Meister + Schüler*innen – Beispiele der Bremer Bildhauerschule
Prof. Bernd Altenstein zum 80. Geburtstag
Freiluftausstellung in der Bergstraße vom
1. Juli 2023 bis 30. Juli 2024
Eine Begleitausstellung in der Galerie Altes Rathaus wurde vom 3. September bis 8. Oktober 2023 gezeigt.
Die Einführungsrede während der Eröffnung am 3. September hielt Dr. Arie Hartog, Direktor des Gerhard-Marcks-Haus, in Bremen.
Begrüßung: Bürgermeister Stefan Schwenke, Gemeinde Worpswede.
Skulpturen im öffentlichen Raum 2023/24
Das in 2021 begonnene Ausstellungsprojekt: Ein Skulpturenpfad durch Worpswede `Kunst im öffentlichen Raum´ wird auch in 2023 mit einer neuen Ausstellung „Meister & Schüler*innen – Beispiele der Bremer Bildhauerschule“ fortgeführt. Mit Kunst im öffentlichen Raum will das Projekt Besucher*innen des Künstlerdorfes mit zeitgenössischer Kunst in Berührung bringen, unabhängig davon, ob diese einen Museums- oder Galeriebesuch vorhaben. Damit soll Worpswede als lebendiger Künstlerort erlebbar sein, der über das kulturelle Erbe hinausweist. Zugleich soll aber auch in Worpswede die Wahrnehmung von Bildhauerei und anderen dreidimensionalen Kunstobjekten gestärkt werden.
Der weit bekannte Worpsweder Bildhauer Bernd Altenstein feiert im April 2023 seinen 80. Geburtstag. Jahrzehntelang hat er als Professor an der HfK Bremen im Studiengang Freie Kunst junge Bildhauerinnen und Bildhauer geschult, die längst inzwischen selber erfolgreiche und namenhafte Bildhauer*innen sind. Ihm zu Ehren präsentiert der Künstlerort Worpswede, wo er seit 1994 sein Atelier in der Bauernreihe hat, die Ausstellung „Meister Schüler*innen – Beispiele der Bremer Bildhauerschule“ für ein Jahr lang bis Juli 2024 mit insgesamt 13 Bildhauer-Arbeiten.

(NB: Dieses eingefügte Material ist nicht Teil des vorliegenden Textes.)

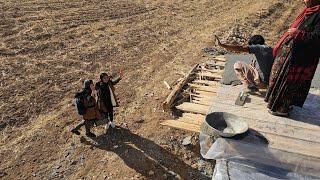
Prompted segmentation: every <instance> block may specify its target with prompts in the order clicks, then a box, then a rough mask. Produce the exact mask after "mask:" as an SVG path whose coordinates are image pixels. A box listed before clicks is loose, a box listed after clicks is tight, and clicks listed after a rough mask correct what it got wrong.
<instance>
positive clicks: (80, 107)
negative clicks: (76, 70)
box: [75, 91, 86, 115]
mask: <svg viewBox="0 0 320 180" xmlns="http://www.w3.org/2000/svg"><path fill="white" fill-rule="evenodd" d="M85 97H86V96H85V92H84V91H81V92H77V93H76V95H75V106H76V108H77V112H78V114H79V115H83V114H84V113H85V112H86V107H85V106H84V103H83V102H84V98H85Z"/></svg>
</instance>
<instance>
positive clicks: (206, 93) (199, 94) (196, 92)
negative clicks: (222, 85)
mask: <svg viewBox="0 0 320 180" xmlns="http://www.w3.org/2000/svg"><path fill="white" fill-rule="evenodd" d="M194 93H196V94H199V95H203V96H208V97H214V96H216V92H207V91H202V90H199V89H194Z"/></svg>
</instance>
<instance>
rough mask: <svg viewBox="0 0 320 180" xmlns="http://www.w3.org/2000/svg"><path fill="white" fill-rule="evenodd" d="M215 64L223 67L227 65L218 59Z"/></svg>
mask: <svg viewBox="0 0 320 180" xmlns="http://www.w3.org/2000/svg"><path fill="white" fill-rule="evenodd" d="M214 65H215V66H221V67H224V66H225V65H226V63H225V62H221V61H217V62H216V63H215V64H214Z"/></svg>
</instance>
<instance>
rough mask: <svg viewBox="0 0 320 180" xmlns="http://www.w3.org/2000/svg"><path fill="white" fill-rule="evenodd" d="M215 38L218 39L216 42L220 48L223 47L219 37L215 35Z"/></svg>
mask: <svg viewBox="0 0 320 180" xmlns="http://www.w3.org/2000/svg"><path fill="white" fill-rule="evenodd" d="M215 38H216V42H218V45H219V46H221V45H222V43H221V42H220V39H219V37H218V36H216V35H215Z"/></svg>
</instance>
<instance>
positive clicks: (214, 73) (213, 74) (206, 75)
mask: <svg viewBox="0 0 320 180" xmlns="http://www.w3.org/2000/svg"><path fill="white" fill-rule="evenodd" d="M197 75H199V76H201V77H210V78H214V79H221V78H222V75H221V74H217V73H210V72H199V73H197Z"/></svg>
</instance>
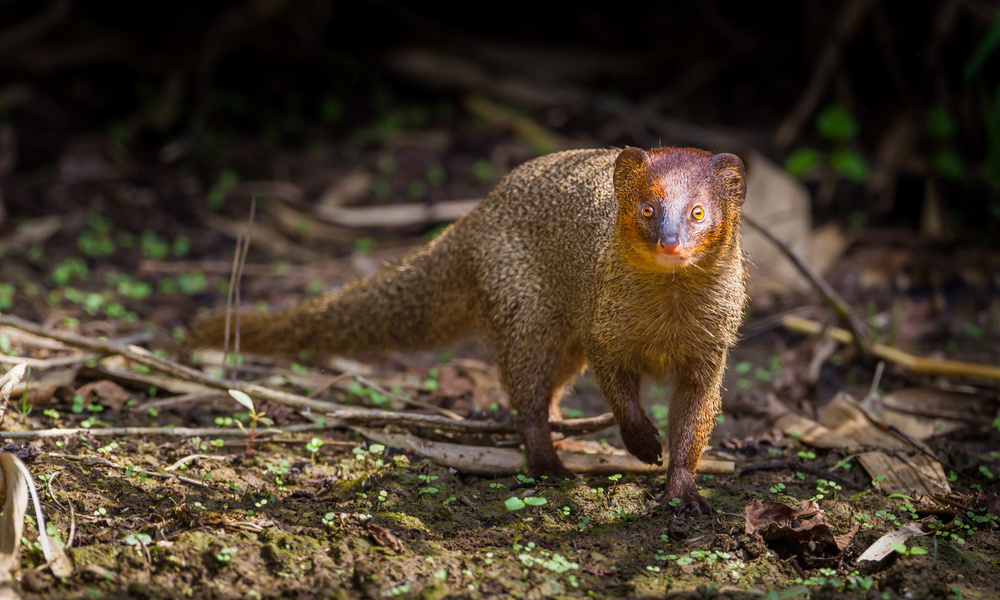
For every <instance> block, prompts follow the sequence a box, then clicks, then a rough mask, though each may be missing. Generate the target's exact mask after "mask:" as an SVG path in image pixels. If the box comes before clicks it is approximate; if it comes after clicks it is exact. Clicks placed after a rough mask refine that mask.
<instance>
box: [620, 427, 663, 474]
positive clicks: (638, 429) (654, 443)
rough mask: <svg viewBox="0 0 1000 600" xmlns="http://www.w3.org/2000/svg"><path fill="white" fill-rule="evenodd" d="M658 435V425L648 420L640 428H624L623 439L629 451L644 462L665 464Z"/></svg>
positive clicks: (622, 434)
mask: <svg viewBox="0 0 1000 600" xmlns="http://www.w3.org/2000/svg"><path fill="white" fill-rule="evenodd" d="M656 435H657V431H656V427H654V426H653V424H652V423H650V422H649V421H648V420H646V422H645V423H643V424H642V427H641V428H640V429H638V430H636V429H628V430H623V431H622V441H624V442H625V447H626V448H627V449H628V451H629V452H631V453H632V455H633V456H635V457H636V458H638V459H639V460H641V461H642V462H644V463H649V464H651V465H659V464H663V446H662V445H661V444H660V439H659V438H658V437H656Z"/></svg>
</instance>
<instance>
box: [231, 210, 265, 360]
mask: <svg viewBox="0 0 1000 600" xmlns="http://www.w3.org/2000/svg"><path fill="white" fill-rule="evenodd" d="M256 212H257V198H256V197H254V198H251V199H250V216H249V217H247V232H246V233H245V234H244V235H243V250H242V252H241V251H240V249H239V246H238V245H237V249H236V251H237V252H241V253H240V257H239V260H238V261H237V262H236V306H239V305H240V300H241V298H240V285H242V283H243V265H245V264H246V263H247V252H249V250H250V234H251V233H252V232H253V217H254V214H255V213H256ZM229 308H230V307H228V306H227V307H226V310H227V311H228V310H229ZM234 326H235V328H236V331H235V333H236V341H235V343H234V344H233V379H236V376H237V374H238V373H239V369H240V313H239V311H236V318H235V321H234Z"/></svg>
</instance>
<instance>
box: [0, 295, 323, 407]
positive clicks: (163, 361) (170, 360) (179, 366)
mask: <svg viewBox="0 0 1000 600" xmlns="http://www.w3.org/2000/svg"><path fill="white" fill-rule="evenodd" d="M0 325H6V326H8V327H14V328H16V329H20V330H22V331H27V332H28V333H32V334H35V335H39V336H42V337H47V338H51V339H54V340H58V341H60V342H62V343H64V344H68V345H70V346H76V347H77V348H85V349H87V350H91V351H93V352H103V353H105V354H119V355H121V356H124V357H125V358H128V359H129V360H132V361H134V362H137V363H139V364H143V365H146V366H147V367H150V368H152V369H156V370H158V371H162V372H163V373H166V374H168V375H170V376H171V377H175V378H178V379H183V380H186V381H193V382H196V383H200V384H202V385H204V386H206V387H210V388H214V389H220V390H231V389H232V390H240V391H242V392H244V393H246V394H249V395H250V396H256V397H257V398H260V399H263V400H268V401H270V402H276V403H278V404H284V405H285V406H290V407H292V408H298V409H302V410H315V411H320V412H322V413H326V412H329V411H331V410H336V409H338V408H341V407H342V405H340V404H337V403H336V402H321V401H319V400H313V399H311V398H306V397H304V396H299V395H297V394H290V393H288V392H281V391H278V390H272V389H271V388H267V387H264V386H261V385H256V384H252V383H245V382H242V381H236V380H230V379H216V378H214V377H209V376H208V375H205V374H204V373H202V372H201V371H198V370H196V369H192V368H191V367H186V366H184V365H182V364H180V363H177V362H174V361H172V360H167V359H165V358H160V357H157V356H153V355H152V354H149V353H148V352H146V351H145V350H143V349H141V348H137V347H134V346H125V345H124V344H116V343H114V342H107V341H103V340H95V339H92V338H87V337H83V336H80V335H76V334H74V333H69V332H65V331H56V330H54V329H48V328H46V327H42V326H41V325H38V324H37V323H32V322H31V321H27V320H25V319H22V318H20V317H15V316H12V315H0Z"/></svg>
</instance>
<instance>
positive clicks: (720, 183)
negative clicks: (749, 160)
mask: <svg viewBox="0 0 1000 600" xmlns="http://www.w3.org/2000/svg"><path fill="white" fill-rule="evenodd" d="M709 163H710V164H711V165H712V178H713V179H714V180H715V190H716V192H717V193H718V194H719V195H720V196H722V197H723V198H727V199H729V200H731V201H733V202H735V203H736V204H737V205H742V204H743V201H744V200H746V197H747V174H746V170H745V169H744V168H743V161H742V160H740V157H738V156H736V155H735V154H727V153H722V154H716V155H715V156H713V157H712V158H711V159H709Z"/></svg>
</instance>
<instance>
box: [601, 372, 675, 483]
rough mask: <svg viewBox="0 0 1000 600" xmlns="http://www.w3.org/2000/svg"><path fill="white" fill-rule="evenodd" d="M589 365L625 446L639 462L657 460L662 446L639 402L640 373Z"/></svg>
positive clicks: (657, 432)
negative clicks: (603, 395)
mask: <svg viewBox="0 0 1000 600" xmlns="http://www.w3.org/2000/svg"><path fill="white" fill-rule="evenodd" d="M592 368H593V371H594V377H595V378H596V379H597V383H598V384H600V386H601V391H602V392H604V399H605V400H607V401H608V404H610V405H611V410H612V411H613V412H614V413H615V419H616V420H617V421H618V428H619V430H620V431H621V434H622V441H624V442H625V447H626V448H627V449H628V451H629V452H631V453H632V454H633V455H634V456H635V457H636V458H638V459H639V460H641V461H643V462H647V463H650V464H657V465H658V464H661V463H662V462H663V459H662V456H663V446H661V445H660V440H659V438H658V437H657V434H658V431H657V430H656V426H655V425H653V423H652V422H651V421H650V420H649V417H647V416H646V412H645V411H644V410H642V405H641V404H640V403H639V382H640V379H641V377H640V375H639V374H638V373H636V372H633V371H630V370H627V369H623V368H616V367H614V366H611V365H602V364H600V363H597V364H593V365H592Z"/></svg>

Neben Bernd Altenstein werden ausstellen Cornelia Brader (Memmingen), Hinrich Brockmöller (Bremen), Klaus Effern (Bremen), Rainer Fest (Glashütte), Ulrike Gölner (Verden), Dietrich Heller (Bremen), Hans J. Müller (Bremen), Amir Omerovic (Bremen), Stefan Saxen (Bremen), Silvia Siemes (Tengen). In der Galerie Altes Rathaus werden zudem Barbara Deutschmann (Bremen), Gisela Eufe (Bremen/Worpswede) und Christoph Fischer (Worpswede) zu sehen sein.
Bernd Altenstein ist ein wichtiger Vertreter der figürlichen Bildhauerei in Deutschland nach 1970. Seine Figur „Das Ende“, besser bekannt als „mit Brille wär das nicht passiert“ in den Wallanlagen ist nach den Stadtmusikanten die wohl bekannteste Skulptur in Bremen. Eine Ausstellung in der Galerie Altes Rathaus in Worpswede würdigt sein Werk und seine wichtige Rolle als Lehrer.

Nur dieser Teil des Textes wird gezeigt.